In Bezug auf den Fachkräftemangel beklagte Alexander Gläser die teils „überbordende Bürokratie“ bei der Rekrutierung von Personal aus dem Ausland. So habe eine junge Ärztin, die – obwohl schon in Bayern zugelassen - ein halbes Jahr auf die Erlaubnis warten müssen, um in Baden-Württemberg tätig werden zu können. Nina Warken verwies auf den Kabinettsentwurf eines Gesetzesvorhabens zur Beschleunigung der Anerkennung ausländischer Heilberufe, das jüngst auf den Weg gebracht wurde. Wolfgang Reinhart erklärte, die Landesregierung habe vor Kurzem Regeln beschlossen, mit denen die Anerkennung einheitlicher und leichter werde. Zudem gebe es seit dem Frühjahr die Landesagentur für Fachkräftezuwanderung, die sich um Kräfte aus Drittstaaten außerhalb der EU kümmert.

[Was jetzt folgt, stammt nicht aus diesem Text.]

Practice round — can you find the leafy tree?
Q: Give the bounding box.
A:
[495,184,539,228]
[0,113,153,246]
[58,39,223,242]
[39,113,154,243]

Finanzierung auf Dauer nicht Kommunen auflasten

Oberbürgermeister Markus Herrera Torrez machte klar, dass es auf Dauer nicht die Aufgabe der Kommunen sein könne, wie in Wertheim eine Notfallaufnahme mit viel Geld zu finanzieren. Die Häuser müssten selbst ausreichend Einnahmen erwirtschaften. Es müsse „Raum für neue Kooperationsformen“ vorhanden sein, mit denen dies gelingen kann.

Landrat Christoph Schauder erinnerte an den Beitrag des Landkreises zum Betrieb der Notaufnahme. Was das Thema Fachkräftegewinnung angeht, verwies der Landrat auf die geplante Gründung eines Weiterbildungsverbundes Allgemeinmedizin. Damit sollen für junge Ärztinnen und Ärzte attraktive Rahmenbedingungen geschaffen werden, damit sie ihre Weiterbildung im Main-Tauber-Kreis absolvieren und bestenfalls langfristig in der Region bleiben.

Nina Warken sagte schließlich, dass die Zukunft zeigen werde, wie das Konzept des Bürgerspitals und die Krankenhausreform zusammenpassen. Mit dem geschnürten Angebotspaket sei das Haus „gut aufgestellt“. Die Voraussetzungen für den Erfolg seien vorhanden. Entscheidend sei, wie das Angebot von den Menschen angenommen werde, ob man ausreichend Personal finde und ob die Vergütung des Systems letztendlich ausreicht.

Der Ärztliche Direktor Gerhard Schüder jedenfalls stellte in Aussicht, dass das derzeitige Angebot des Hauses auch in mehreren Jahren noch zur Verfügung stehen wird. „Den Verschlankungsprozess haben wir hinter uns“, spielte er auf die Entwicklung an der früheren Rotkreuzklinik an: „Gynäkologie und Herzkatheter haben sich nicht gelohnt.“ Die Hoffnung in Wertheim bleibt, mit der Kombination aus privatwirtschaftlichem Spezialangebot und Grund- und Regelversorgung samt Notaufnahme die Anforderungen der Krankenhausreform wenigstens teilweise schon erfüllt zu haben.